Lo Siento, Te Amo

silvha darmayani
Chapter #5

Bab 5 Kembalinya Kepercayaan

Bab 5 Kembalinya Kepercayaan

Alunan musik flamenco semakin bertalu-talu. Petikan gitar, tepukan tangan, hentakan kaki castanet, sahut-menyahut. Ada beberapa jenis baile yang dibawakan, alegrias, bullerias, farucca di sudut-sudut kompartemen plaza. Orang-orang semakin ramai, melihat pertunjukan flamenco, berjalan di alun-alun, menyandar di balkon, juga mendayung perahu di kanal. Silir-semilir angin menyejukkan. Menggerakan daun-daun musim gugur. Berwarna orange, merah dan kuning. Sehelai daun luruh, lalu jatuh tepat di tanganku. Aku mengawainya. Daun maple, daun berbentuk jari, aku menyukainya.
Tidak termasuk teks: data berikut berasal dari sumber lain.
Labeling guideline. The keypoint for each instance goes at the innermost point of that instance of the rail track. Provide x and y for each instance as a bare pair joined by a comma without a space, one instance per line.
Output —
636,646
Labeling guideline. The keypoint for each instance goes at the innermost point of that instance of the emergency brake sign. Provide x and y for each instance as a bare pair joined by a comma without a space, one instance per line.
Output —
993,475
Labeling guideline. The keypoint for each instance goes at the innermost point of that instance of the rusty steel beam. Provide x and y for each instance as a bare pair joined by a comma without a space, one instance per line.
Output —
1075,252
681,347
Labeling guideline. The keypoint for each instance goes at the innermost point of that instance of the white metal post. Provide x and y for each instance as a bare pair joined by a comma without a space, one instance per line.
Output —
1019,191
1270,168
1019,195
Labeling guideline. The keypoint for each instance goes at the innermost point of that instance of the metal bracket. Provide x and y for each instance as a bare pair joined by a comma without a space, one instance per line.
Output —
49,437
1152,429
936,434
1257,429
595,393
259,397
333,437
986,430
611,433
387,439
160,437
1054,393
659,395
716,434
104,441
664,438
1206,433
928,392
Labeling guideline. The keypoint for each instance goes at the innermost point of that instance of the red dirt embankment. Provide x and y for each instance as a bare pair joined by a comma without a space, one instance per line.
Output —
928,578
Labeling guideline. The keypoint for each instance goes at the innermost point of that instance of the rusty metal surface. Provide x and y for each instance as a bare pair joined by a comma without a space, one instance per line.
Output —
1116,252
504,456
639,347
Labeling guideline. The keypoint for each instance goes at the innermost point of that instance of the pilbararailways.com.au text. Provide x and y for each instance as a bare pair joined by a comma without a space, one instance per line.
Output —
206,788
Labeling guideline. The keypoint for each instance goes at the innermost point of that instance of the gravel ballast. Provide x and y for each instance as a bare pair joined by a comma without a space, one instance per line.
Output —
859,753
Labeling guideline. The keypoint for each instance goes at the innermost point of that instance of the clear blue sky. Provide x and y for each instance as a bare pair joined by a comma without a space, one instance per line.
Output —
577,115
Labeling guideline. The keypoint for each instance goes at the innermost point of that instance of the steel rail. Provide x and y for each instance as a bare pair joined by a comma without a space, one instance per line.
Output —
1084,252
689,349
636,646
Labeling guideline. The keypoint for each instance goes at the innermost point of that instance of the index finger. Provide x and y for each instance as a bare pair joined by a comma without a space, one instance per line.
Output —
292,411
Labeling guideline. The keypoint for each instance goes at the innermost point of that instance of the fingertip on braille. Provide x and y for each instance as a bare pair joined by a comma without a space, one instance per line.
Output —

Aku tahu sedikit filosofi dari daun itu. Saat warnanya berubah seiring perjalanan musim, itu makna dari keharmonisan. Dan saat daun itu gugur hanya di musim gugur itu makna dari kesetian. Aku ingin mengumpulkan daun itu, satu, dua, tiga, atau sebanyak mungkin. Berharap bahwa keharmonisan dan kesetiaan itu benar-benar ada.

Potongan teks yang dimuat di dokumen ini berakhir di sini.